Amalia Rodriguez et Carlos Gardel, les idoles dont le portrait s’affiche partout…
Au retour d’un séjour au Portugal, et après une nouvelle approche trop rapide du fado que nous connaissions depuis longtemps, je suis frappé par les parentés qui l’unissent au tango. Dans les bars à fado authentiques de Lisbonne, où règne une écoute quasi religieuse, dès que l’artiste s’exprime, on pense immanquablement à l’atmosphère des cafés à peñas de Buenos Aires. Dans les deux capitales, en tenant ses distances avec les boîtes à touristes, on peut ressentir l’essence de ces chants si particuliers. Ambiance participative, visages tendus vers les chanteurs et musiciens, dramaturgie de l’expression lyrique et des gestes qui la soulignent, douleur et regret des amours perdues, plainte de la guitare portugaise ou du bandonéon… Au restaurant « Fado Maior » dans Alfama, à Lisbonne, fréquenté par des passionnés portugais, chaque spectateur vit le fado avec la même ferveur que celle que nous avons connue au café restaurant « La Aurora », rue Corrientes, à Buenos-Aires, pour le tango.
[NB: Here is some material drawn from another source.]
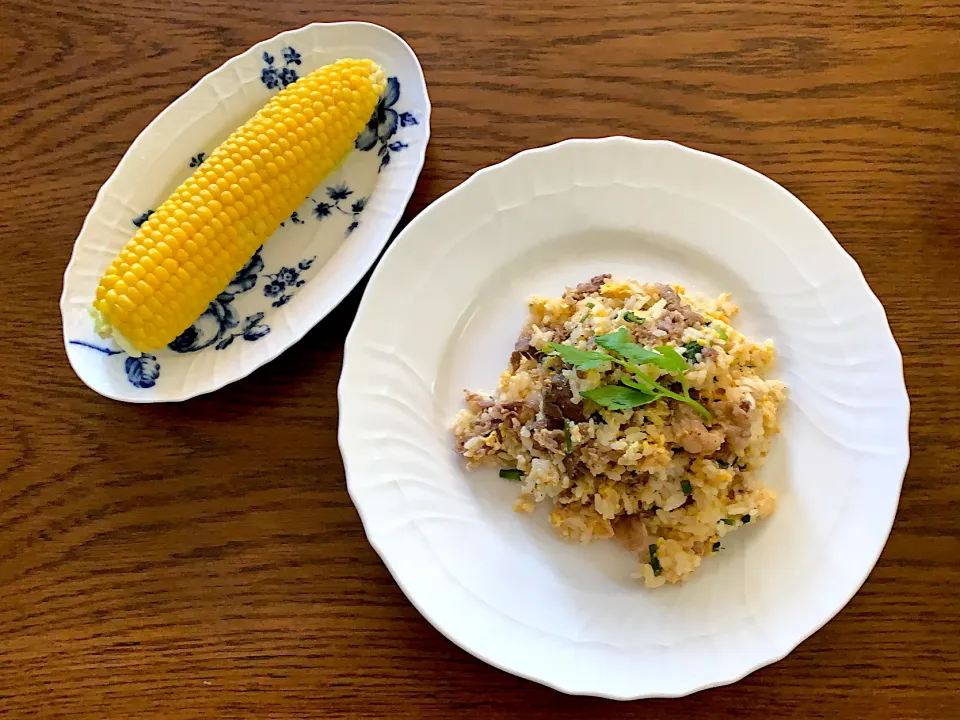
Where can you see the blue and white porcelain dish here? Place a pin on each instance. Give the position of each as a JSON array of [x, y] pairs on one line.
[[305, 269]]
Les auditeurs murmurent la plupart des morceaux et appellent de leurs voeux les pièces d’anthologie. Ici et là, la patronne, des clients amateurs, mais aussi des professionnels, se succèdent sur la scène, sans esprit de rivalité mais avec émulation. D’autres similitudes sont troublantes: les photos d’artistes qui tapissent les murs ( ici Amalia, là bas Gardel ), le décor global propre à créer l’ambiance ; la virtuosité des accompagnateurs qui jouent à la demande et sans partitions ; l’improvisation par des amateurs: ici une serveuse du restaurant, là une vieille dame nonagénaire ; la participation des spectateurs qui commentent tel ou tel morceau et parfois s’emparent du micro …Et surtout les deux modes d’expression véhiculent, au delà de la compréhension de la langue, pour ceux qui y sont sensibles, des états d’âme, des sentiments, une nostalgie prégnante que les accords musicaux soulignent avec insistance. On souffre, mais on compatit avec complaisance! Et on s’immerge avec bonheur dans l’âme d’un peuple. Certains maestros ont fait ce rapprochement de longue date, et on rappellera en particulier que, voici quelques années déjà, Erna et Santiago Giachello ont créé, au Festival de Tarbes, un spectacle partagé avec une chanteuse de fado et ils dansaient sur divers morceaux, avec le même recueillement et la même élégance.
La même ferveur des chanteurs amateurs à Lisbonne et à Buenos Aires.